UNION ALL with duplicates in SQL - Time & Space Complexity
When combining results from two lists in a database, it is important to know how the time to do this grows as the lists get bigger.
We want to understand how the work changes when using UNION ALL, which keeps all duplicates.
Analyze the time complexity of the following code snippet.

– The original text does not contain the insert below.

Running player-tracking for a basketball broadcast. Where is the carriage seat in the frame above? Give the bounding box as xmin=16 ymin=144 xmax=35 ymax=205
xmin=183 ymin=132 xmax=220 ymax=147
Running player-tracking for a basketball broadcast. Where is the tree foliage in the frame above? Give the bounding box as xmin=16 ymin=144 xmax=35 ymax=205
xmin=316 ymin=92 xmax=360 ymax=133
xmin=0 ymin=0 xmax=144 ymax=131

SELECT column_name FROM table1
UNION ALL
SELECT column_name FROM table2;
This code combines all rows from two tables into one list, including any duplicates.
Identify the loops, recursion, array traversals that repeat.
- Primary operation: Reading all rows from both tables one by one.
- How many times: Once for each row in each table, no extra checks for duplicates.
Explain the growth pattern intuitively.
| Input Size (n) | Approx. Operations |
|---|---|
| 10 rows in each table | About 20 reads |
| 100 rows in each table | About 200 reads |
| 1000 rows in each table | About 2000 reads |
Pattern observation: The work grows directly with the total number of rows combined.
Time Complexity: O(n + m)
This means the time to run grows in a straight line with the total rows from both tables added together.
[X] Wrong: "UNION ALL removes duplicates so it takes longer to check each row."
[OK] Correct: UNION ALL does not check for duplicates, it simply adds all rows, so it runs faster than UNION which removes duplicates.
Understanding how UNION ALL works helps you explain how combining data sets affects performance, a useful skill when working with databases in real projects.
"What if we changed UNION ALL to UNION? How would the time complexity change?"